Data Frames in D - let's not wait for linear algebra; useful today in finance and Internet of Things

Laeeth Isharc via Digitalmars-d-learn digitalmars-d-learn at puremagic.com
Fri Dec 26 22:21:16 PST 2014


On Friday, 26 December 2014 at 21:31:00 UTC, aldanor wrote:
> On Wednesday, 25 September 2013 at 03:41:36 UTC, Jay Norwood 
> wrote:
>> I've been playing with the python pandas app enables 
>> interactive manipulation of tables of data in their dataframe 
>> structure, which they say is similar to the structures used in 
>> R.
>>
>> It appears pandas has laid claim to being a faster version of 
>> R, but is doing so basically limited to what they can exploit 
>> from moving operations back and forth from underlying cython 
>> code.
>>
>> Has anyone written an example app in D that manipulates 
>> dataframe type structures?
>
> Pandas has numpy as "backend" which does a lot of heavy 
> lifting, so first things first -- imo D needs a fast and 
> flexible blas/lapack-compatible multi-dimensional rectangular 
> array library that could later serve as backend for pandas-like 
> libraries.

I don't believe I agree that we need a perfect multi-dimensional 
rectangular array library to serve as a backend before thinking 
and doing much on data frames (although it will certainly be very 
useful when ready).

First, it seems we do have matrices, even if lacking in complete 
functionality for linear algebra, and the like.  There is a 
chicken and egg aspect in the development of tools - it is rarely 
the case that one kind of tool necessarily totally precedes 
another, and often complementarities and dynamic effects between 
different stages.  If one waits till one has everything one needs 
done for one, one won't get much done.

Secondly, much of the kind of thing Pandas is useful for is not 
exactly rocket science from a quantitative perspective, but it's 
just the kinds of thing that is very useful if you are thinking 
about working with data sets of a decent size.The concepts seem 
to me to fit very well with std.algorithm and std.range, and can 
be thought of as just as way to bring out the power of the tools 
we alreaady have when working with data in the world as it is.  
See here for an example of just how simple.  Remember Excel 
pivottables?

http://pandas.pydata.org/pandas-docs/stable/groupby.html

Thirdly, one of the reasons Pandas is popular is because it is 
written in C/Cython and very fast.  It's significantly faster 
than Julia.  One might hit roadblocks down the line when it comes 
to the Global Interpreter Lock and difficulty of processing 
larger sets quickly in Python, but at least this stage is fast 
and easy.  So people do care about speed, but they also care 
about the frictions being taken away, so that they can spend 
their energies on addressing the problem at hand.  Ie a dataframe 
will be helpful, in my view.

Processing of log data is a growing domain - partly from 
internet, but also from the internet of things.  See below for 
one company using D to process logs:

http://venturebeat.com/2014/11/12/adroll-hits-gigantic-130-terabytes-of-ad-data-processed-daily-says-size-matters/
http://tech.adroll.com/blog/data/2014/11/17/d-is-for-data-science.html

A poster on this forum is already using D as a library to call 
from R (from Reddit), which brings home the point that it isn't 
necessary for D to be able to do every part of the process for it 
to be able to take over some of the heavy work.

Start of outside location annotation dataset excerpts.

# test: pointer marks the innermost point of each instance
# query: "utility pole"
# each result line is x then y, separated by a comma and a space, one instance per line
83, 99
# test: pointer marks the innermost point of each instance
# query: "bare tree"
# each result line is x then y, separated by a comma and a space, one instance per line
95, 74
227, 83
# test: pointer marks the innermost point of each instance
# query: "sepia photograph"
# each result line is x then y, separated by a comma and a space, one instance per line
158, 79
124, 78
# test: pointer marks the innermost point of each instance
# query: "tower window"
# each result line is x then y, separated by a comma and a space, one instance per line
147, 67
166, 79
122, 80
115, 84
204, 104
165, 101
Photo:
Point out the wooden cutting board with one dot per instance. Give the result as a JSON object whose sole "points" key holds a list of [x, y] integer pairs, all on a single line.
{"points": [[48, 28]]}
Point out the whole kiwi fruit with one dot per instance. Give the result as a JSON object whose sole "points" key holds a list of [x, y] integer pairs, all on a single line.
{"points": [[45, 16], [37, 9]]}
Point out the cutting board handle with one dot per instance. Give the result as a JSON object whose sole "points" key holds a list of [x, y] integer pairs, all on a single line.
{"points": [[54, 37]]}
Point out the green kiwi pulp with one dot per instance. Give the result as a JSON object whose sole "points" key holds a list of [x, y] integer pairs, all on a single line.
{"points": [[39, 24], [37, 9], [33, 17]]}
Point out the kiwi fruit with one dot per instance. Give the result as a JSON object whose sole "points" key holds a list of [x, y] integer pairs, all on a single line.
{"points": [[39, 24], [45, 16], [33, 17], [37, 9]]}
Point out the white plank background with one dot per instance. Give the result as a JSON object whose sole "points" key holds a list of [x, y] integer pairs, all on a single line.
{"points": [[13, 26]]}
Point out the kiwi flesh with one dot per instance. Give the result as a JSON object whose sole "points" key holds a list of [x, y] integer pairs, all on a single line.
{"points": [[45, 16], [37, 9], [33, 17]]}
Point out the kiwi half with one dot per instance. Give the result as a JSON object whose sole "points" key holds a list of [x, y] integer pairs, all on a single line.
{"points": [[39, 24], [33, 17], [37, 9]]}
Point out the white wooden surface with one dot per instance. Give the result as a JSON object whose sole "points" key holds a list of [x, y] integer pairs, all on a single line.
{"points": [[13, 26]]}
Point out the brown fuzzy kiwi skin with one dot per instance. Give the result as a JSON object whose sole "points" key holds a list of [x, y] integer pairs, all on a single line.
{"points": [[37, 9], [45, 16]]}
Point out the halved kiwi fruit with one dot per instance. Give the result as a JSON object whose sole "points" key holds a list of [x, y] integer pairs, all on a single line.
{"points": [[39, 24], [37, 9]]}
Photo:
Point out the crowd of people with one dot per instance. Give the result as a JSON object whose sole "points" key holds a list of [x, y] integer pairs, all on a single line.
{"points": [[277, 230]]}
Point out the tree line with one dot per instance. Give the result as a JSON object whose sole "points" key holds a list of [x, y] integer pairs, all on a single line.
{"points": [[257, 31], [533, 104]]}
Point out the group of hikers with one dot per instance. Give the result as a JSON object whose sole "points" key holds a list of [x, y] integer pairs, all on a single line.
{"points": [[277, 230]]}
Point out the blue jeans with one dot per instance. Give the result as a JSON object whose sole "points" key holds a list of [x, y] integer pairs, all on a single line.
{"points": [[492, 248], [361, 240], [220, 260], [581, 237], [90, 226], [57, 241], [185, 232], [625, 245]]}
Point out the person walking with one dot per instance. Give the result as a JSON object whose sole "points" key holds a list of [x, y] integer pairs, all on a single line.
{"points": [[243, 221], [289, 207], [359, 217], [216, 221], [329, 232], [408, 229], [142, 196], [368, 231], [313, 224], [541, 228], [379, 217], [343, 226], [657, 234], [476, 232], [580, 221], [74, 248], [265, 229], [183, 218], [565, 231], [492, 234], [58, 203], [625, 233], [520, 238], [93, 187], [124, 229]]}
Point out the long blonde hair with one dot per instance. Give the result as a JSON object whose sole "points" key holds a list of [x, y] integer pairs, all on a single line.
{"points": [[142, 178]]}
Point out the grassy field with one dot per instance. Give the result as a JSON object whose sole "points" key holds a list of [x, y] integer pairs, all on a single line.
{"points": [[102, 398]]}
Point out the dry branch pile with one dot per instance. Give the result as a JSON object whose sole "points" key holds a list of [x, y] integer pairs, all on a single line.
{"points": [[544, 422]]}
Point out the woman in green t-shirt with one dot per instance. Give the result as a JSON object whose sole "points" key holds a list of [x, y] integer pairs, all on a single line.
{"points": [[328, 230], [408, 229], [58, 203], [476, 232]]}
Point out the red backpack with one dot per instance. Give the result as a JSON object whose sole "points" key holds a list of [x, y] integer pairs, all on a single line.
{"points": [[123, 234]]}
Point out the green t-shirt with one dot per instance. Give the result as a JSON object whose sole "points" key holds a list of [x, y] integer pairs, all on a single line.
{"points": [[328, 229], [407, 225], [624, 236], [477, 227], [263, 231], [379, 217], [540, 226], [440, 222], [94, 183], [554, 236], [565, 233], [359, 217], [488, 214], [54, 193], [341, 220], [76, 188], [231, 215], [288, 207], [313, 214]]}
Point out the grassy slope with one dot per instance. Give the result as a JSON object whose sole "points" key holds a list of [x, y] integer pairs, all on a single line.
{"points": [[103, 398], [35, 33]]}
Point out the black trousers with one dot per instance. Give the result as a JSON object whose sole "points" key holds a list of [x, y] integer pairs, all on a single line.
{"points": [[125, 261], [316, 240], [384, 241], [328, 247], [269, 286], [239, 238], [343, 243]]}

"[–]bachmeier 6 points 1 month ago

I call D shared libraries from R. I've put together a library 
that offers similar functionality to Rcpp. I've got a 
presentation showing its use on Linux. Both the presentation and 
library code should be made available within the next couple of 
days.

My library makes available the R API and anything in Gretl. You 
can allocate and manipulate R objects in D, add R assert 
statements in your D code, and so on. What I'm working on now is 
calling into GSL for optimization.

These are all mature libraries - my code is just an interface. 
It's generally easy to call any C library from D, and modern 
Fortran, which provides C interoperability, is not too much 
harder.
"

See here, for just one use case in the internet of things.  They 
don't use D, but maybe they should have.  And it shows an example 
where perhaps at least log processing could easily be handled by 
what we have with a few small additional data structures - even 
if people use outside libraries for the machine learning part.

http://www.forbes.com/sites/danwoods/2014/11/04/how-splunk-caught-wall-streets-eye-by-taming-the-messy-world-of-iot-data/3/

"By using Splunk software, Hrebek said that his division’s leader 
product is able to offer customers a real-time view of operations 
on a train and to use machine learning to suggest optimal 
strategies for driving trains along various routes. Just shaving 
a small percentage off of fuel costs can mean huge savings for a 
railroad.

Why Doesn’t BI Work for the IoT?

In both of the use cases just mentioned, for years, existing 
business intelligence technology had been applied to the problem 
of making sense of the data with little success.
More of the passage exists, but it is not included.